Archeologists who have been exploring the world’s largest underwater cave — discovered in Mexico last month — presented their findings on Monday, including fossils of giant sloths and an elaborate shrine to the Mayan god of commerce.
Researchers discovered that two large networks of underwater caves in the Yucatan Peninsula, the Sac Actun and Dos Ojos networks, are in fact connected, forming the largest such structure on Earth.
Diving with scuba gear, they have been exploring the ancient relics left in the caves over millennia, in a project sponsored by the Mexican National Institute of Anthropology and History.

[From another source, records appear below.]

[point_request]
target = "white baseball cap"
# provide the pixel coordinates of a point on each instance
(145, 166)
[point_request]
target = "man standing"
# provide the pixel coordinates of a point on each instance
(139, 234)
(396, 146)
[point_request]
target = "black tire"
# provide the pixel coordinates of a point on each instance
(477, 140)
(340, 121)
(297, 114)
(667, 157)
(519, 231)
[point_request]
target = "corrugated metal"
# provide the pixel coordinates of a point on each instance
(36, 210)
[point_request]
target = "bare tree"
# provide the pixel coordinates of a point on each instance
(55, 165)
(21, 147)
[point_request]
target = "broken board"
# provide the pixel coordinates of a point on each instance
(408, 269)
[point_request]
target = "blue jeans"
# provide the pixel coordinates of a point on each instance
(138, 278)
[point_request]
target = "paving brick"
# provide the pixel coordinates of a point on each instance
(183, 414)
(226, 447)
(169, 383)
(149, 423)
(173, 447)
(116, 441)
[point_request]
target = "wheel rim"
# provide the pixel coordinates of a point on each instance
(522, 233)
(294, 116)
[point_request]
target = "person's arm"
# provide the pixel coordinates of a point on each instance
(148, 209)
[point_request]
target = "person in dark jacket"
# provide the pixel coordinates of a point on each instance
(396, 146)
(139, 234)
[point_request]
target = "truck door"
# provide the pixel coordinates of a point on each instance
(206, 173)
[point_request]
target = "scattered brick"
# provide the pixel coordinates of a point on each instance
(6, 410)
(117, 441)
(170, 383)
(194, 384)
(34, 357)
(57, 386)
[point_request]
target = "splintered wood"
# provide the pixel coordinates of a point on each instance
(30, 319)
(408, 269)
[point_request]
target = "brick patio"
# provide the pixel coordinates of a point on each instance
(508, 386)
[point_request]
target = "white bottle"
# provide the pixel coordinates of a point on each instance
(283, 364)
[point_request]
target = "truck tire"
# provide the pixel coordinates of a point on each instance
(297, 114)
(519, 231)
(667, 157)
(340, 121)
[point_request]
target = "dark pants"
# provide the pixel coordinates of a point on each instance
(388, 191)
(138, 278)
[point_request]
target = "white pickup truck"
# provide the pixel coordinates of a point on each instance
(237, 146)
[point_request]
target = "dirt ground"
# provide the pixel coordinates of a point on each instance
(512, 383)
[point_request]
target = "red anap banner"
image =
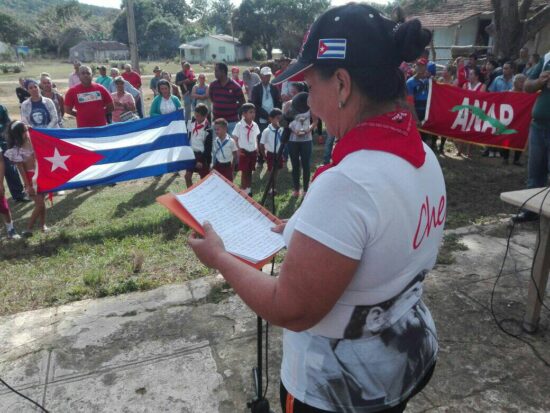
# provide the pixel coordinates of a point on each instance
(491, 119)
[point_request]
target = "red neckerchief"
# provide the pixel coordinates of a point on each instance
(248, 130)
(392, 132)
(198, 127)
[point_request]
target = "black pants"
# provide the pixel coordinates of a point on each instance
(299, 407)
(13, 179)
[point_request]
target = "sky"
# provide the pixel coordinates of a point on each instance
(116, 3)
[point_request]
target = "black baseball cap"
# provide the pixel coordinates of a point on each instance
(353, 35)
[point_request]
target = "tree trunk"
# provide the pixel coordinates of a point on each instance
(512, 28)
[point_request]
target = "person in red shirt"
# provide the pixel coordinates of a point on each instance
(89, 102)
(133, 77)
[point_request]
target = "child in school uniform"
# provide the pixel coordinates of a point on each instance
(4, 207)
(21, 153)
(245, 135)
(224, 150)
(271, 139)
(200, 138)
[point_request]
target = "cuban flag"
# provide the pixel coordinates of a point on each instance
(75, 158)
(332, 49)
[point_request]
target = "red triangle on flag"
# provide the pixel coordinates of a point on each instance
(322, 48)
(59, 161)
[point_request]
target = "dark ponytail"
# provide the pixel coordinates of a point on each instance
(387, 83)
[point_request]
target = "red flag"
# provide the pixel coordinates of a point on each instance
(491, 119)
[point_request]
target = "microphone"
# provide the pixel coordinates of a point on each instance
(299, 103)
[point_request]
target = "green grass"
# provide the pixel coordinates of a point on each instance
(100, 237)
(451, 243)
(98, 241)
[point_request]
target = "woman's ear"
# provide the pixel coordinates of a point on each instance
(343, 84)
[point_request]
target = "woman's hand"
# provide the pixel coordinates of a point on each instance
(279, 228)
(30, 190)
(209, 248)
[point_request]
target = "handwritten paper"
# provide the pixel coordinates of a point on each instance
(245, 231)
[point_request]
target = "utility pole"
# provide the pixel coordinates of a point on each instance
(132, 38)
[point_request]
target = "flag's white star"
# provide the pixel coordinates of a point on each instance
(58, 161)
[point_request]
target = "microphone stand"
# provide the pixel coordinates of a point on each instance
(260, 404)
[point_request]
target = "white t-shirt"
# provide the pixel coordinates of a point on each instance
(222, 151)
(167, 106)
(301, 122)
(197, 137)
(245, 135)
(268, 138)
(389, 216)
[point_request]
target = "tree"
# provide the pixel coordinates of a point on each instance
(168, 31)
(10, 29)
(512, 27)
(63, 26)
(145, 11)
(272, 23)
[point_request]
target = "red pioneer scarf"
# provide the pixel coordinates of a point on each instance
(392, 132)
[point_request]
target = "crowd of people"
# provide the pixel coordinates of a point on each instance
(468, 74)
(233, 122)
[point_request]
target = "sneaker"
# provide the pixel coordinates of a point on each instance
(525, 216)
(12, 234)
(23, 199)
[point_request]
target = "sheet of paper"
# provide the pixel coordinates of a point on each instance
(245, 231)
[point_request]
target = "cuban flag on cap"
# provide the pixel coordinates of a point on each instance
(332, 49)
(75, 158)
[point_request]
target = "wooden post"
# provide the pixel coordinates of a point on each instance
(537, 42)
(432, 46)
(457, 34)
(537, 286)
(132, 38)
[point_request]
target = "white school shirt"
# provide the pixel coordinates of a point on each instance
(246, 140)
(268, 138)
(389, 216)
(197, 138)
(302, 121)
(222, 151)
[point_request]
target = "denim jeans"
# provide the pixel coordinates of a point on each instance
(327, 153)
(539, 156)
(300, 155)
(187, 106)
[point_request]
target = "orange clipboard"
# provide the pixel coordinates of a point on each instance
(176, 208)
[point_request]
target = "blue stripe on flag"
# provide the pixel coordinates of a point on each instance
(115, 129)
(138, 173)
(341, 41)
(332, 56)
(130, 152)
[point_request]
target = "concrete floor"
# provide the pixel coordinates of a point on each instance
(175, 350)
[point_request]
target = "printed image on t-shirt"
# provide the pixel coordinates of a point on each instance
(386, 350)
(88, 96)
(39, 116)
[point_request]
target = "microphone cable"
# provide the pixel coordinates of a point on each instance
(500, 323)
(23, 396)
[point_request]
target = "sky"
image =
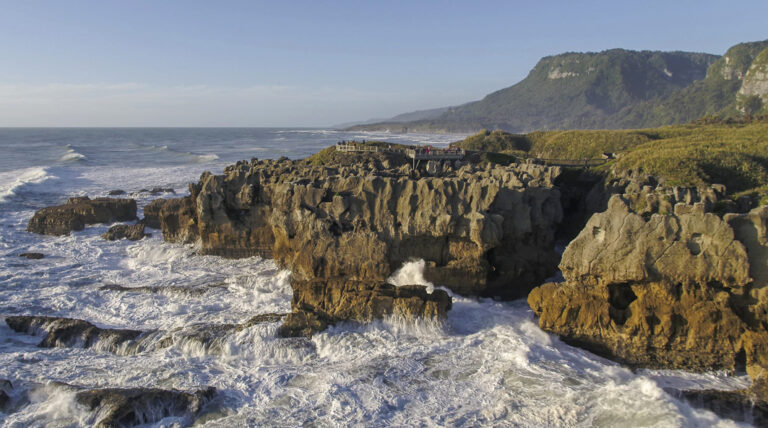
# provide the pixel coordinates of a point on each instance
(314, 63)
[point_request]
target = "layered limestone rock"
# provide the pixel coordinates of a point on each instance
(481, 230)
(755, 82)
(78, 212)
(119, 407)
(318, 303)
(345, 226)
(132, 232)
(685, 289)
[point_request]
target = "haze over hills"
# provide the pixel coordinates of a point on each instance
(613, 89)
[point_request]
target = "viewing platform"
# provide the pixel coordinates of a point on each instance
(416, 153)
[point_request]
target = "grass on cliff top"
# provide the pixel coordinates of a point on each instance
(729, 152)
(329, 154)
(494, 141)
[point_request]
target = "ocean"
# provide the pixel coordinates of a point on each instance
(488, 364)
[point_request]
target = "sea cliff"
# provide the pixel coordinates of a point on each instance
(482, 229)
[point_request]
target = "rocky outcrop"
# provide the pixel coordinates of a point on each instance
(68, 332)
(5, 388)
(750, 405)
(319, 303)
(481, 229)
(123, 407)
(78, 212)
(132, 232)
(345, 226)
(686, 289)
(74, 333)
(32, 256)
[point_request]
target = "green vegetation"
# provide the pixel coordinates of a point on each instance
(614, 89)
(330, 154)
(584, 144)
(323, 157)
(733, 152)
(498, 158)
(734, 155)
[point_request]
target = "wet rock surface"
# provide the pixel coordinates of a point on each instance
(5, 388)
(32, 256)
(78, 212)
(167, 290)
(132, 232)
(482, 229)
(680, 290)
(68, 332)
(127, 407)
(317, 304)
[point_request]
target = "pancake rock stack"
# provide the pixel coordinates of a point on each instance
(685, 289)
(344, 228)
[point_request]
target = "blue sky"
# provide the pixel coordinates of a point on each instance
(313, 63)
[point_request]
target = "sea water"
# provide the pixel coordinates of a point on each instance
(488, 364)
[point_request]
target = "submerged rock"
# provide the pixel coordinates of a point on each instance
(316, 304)
(685, 290)
(5, 388)
(32, 256)
(126, 407)
(68, 332)
(740, 405)
(132, 232)
(81, 211)
(167, 290)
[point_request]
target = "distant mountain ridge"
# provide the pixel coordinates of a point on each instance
(612, 89)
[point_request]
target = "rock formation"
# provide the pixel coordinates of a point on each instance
(684, 289)
(80, 211)
(121, 407)
(67, 332)
(318, 303)
(32, 256)
(74, 333)
(345, 226)
(481, 230)
(132, 232)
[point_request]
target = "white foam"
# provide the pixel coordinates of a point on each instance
(207, 158)
(13, 181)
(71, 155)
(487, 364)
(411, 273)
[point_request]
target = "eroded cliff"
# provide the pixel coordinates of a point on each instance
(683, 289)
(482, 229)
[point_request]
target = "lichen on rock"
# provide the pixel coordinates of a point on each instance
(682, 290)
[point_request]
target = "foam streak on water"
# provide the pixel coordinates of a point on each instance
(487, 364)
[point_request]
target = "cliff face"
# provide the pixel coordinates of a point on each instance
(480, 230)
(677, 290)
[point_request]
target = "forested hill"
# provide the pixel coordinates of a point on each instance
(612, 89)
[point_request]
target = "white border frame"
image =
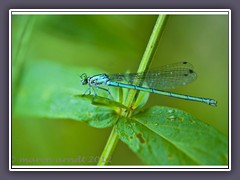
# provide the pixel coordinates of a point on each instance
(119, 11)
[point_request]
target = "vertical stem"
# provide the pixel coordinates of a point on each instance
(21, 49)
(148, 55)
(144, 65)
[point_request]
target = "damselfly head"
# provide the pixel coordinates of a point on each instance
(84, 79)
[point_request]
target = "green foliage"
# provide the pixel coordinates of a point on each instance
(159, 135)
(167, 136)
(47, 91)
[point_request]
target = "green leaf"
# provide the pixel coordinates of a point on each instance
(167, 136)
(51, 90)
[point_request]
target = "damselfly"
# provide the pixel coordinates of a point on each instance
(165, 77)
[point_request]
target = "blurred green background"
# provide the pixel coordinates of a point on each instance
(116, 43)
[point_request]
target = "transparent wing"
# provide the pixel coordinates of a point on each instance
(165, 77)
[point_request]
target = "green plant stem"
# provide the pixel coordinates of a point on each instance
(20, 53)
(143, 67)
(148, 55)
(109, 148)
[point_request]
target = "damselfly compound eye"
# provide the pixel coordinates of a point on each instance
(84, 78)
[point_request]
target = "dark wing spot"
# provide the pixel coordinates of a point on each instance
(141, 138)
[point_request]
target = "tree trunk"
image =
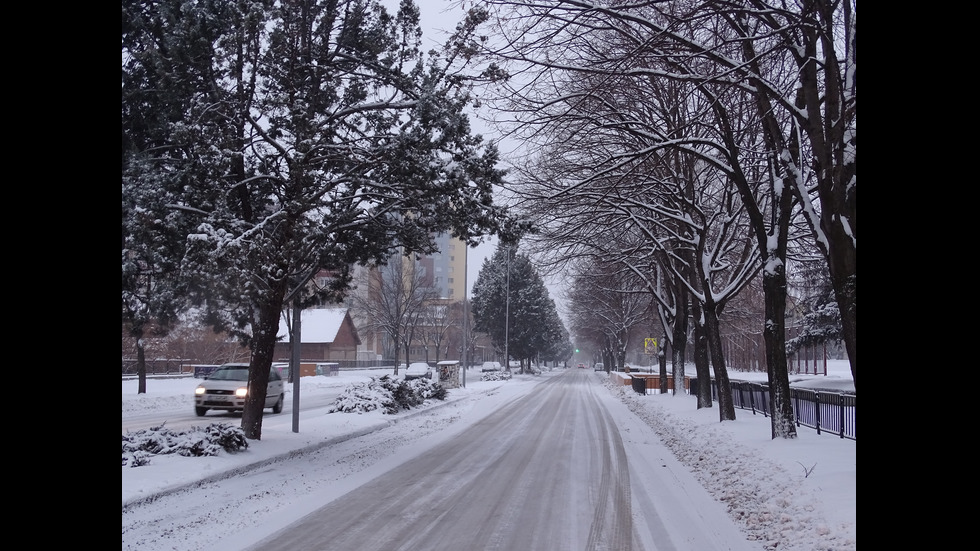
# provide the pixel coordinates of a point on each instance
(263, 348)
(845, 288)
(726, 404)
(701, 366)
(141, 364)
(774, 334)
(662, 360)
(678, 344)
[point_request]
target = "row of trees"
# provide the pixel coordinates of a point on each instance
(682, 148)
(512, 305)
(264, 141)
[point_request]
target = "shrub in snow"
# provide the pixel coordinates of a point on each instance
(388, 395)
(495, 376)
(139, 446)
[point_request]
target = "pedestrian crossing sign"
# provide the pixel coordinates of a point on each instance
(649, 346)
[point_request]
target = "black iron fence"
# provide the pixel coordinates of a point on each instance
(830, 412)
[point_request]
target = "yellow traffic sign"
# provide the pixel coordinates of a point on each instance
(649, 346)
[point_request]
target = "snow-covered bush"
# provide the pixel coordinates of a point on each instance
(388, 395)
(138, 447)
(495, 376)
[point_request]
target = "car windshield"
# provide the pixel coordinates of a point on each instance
(230, 374)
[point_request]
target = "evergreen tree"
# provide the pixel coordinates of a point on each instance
(291, 138)
(511, 303)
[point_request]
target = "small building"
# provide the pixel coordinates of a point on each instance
(326, 335)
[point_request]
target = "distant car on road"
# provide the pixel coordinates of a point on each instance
(226, 389)
(491, 366)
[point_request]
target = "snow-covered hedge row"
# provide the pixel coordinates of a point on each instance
(495, 376)
(140, 446)
(388, 395)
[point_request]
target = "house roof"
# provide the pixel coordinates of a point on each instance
(317, 325)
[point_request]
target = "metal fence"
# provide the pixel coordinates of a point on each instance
(830, 412)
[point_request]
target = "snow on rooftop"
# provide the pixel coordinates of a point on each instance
(317, 325)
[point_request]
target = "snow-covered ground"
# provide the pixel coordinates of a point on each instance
(786, 494)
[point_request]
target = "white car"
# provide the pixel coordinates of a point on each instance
(227, 387)
(418, 370)
(491, 366)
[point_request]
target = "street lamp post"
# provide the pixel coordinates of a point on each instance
(507, 317)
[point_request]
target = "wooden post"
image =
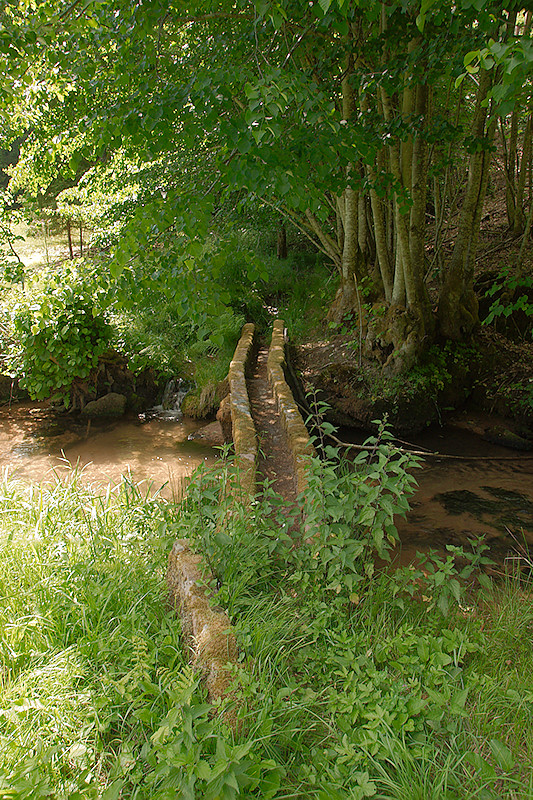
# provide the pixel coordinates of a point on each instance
(69, 234)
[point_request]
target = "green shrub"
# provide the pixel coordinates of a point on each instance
(59, 331)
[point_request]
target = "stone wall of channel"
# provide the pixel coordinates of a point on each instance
(242, 424)
(300, 445)
(207, 631)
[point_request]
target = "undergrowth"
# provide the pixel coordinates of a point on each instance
(352, 682)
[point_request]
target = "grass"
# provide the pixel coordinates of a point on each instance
(378, 696)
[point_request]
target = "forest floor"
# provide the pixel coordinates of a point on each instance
(493, 372)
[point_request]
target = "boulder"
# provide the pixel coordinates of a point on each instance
(110, 405)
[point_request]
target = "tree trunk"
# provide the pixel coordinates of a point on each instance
(282, 242)
(69, 236)
(458, 306)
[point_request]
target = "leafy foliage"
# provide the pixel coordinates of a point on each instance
(60, 331)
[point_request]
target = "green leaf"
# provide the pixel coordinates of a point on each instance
(502, 755)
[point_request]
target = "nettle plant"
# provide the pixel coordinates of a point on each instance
(60, 331)
(349, 509)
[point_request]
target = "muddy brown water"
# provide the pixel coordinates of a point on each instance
(36, 445)
(487, 492)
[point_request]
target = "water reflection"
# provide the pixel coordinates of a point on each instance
(36, 445)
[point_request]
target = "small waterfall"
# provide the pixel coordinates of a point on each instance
(170, 406)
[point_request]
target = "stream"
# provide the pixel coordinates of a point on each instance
(37, 445)
(487, 492)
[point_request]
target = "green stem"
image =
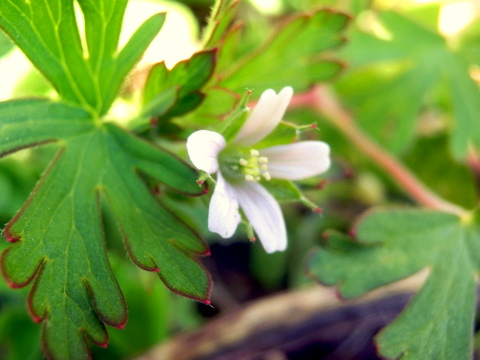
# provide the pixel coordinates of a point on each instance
(324, 102)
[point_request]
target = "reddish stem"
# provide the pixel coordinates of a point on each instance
(325, 103)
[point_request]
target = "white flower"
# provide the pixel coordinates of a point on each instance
(240, 168)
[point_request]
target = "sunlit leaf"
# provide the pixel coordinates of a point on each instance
(292, 56)
(49, 36)
(58, 236)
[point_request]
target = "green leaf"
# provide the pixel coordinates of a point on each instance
(393, 244)
(58, 234)
(188, 76)
(410, 72)
(49, 36)
(219, 21)
(283, 190)
(299, 63)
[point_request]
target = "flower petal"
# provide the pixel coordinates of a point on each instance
(223, 215)
(264, 117)
(203, 147)
(297, 161)
(264, 213)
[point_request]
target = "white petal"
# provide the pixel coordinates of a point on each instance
(203, 147)
(297, 161)
(264, 213)
(264, 117)
(223, 215)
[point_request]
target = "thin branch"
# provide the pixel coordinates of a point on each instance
(325, 103)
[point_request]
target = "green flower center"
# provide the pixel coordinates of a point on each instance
(252, 167)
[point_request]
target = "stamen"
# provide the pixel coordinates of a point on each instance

Photo: AP / Great Mayan Aquifer Project - National Anthropology and History Institute
Researchers believe the water level in the caves has fluctuated over time, and that they were a source of water in times of severe drought — a sometimes perilous one.
Some of the animals and humans who ventured inside never made it out alive. Today, their remains are a treasure trove for scientists, enabling them to piece together bits of the cave’s history dating all the way back to the Pleistocene epoch (2.6 million to 11,700 years ago).
The animal remains include gomphotheres — an extinct elephant-like animal — as well as giant sloths and bears, archeologists told a news conference.
Photo: AP / Great Mayan Aquifer Project - National Anthropology and History Institute
Then there are the artifacts left inside by humans: burned human bones, ceramics, wall etchings and more.
“It is very unlikely that there is another site in the world with these characteristics. There is an impressive amount of archeological artifacts inside, and the level of preservation is also impressive,” underwater archeologist Guillermo de Anda said.
The relics include a shrine to the Mayan god of war and commerce, with a staircase accessed through a sinkhole in the middle of the jungle.
Many of the other hundreds of sinkholes that connect to the cave have elaborate signs of ritual activity around them, archeologists said.
The ancient Mayans viewed caves, “especially ones that led to water, as extremely sacred places,” the institute said.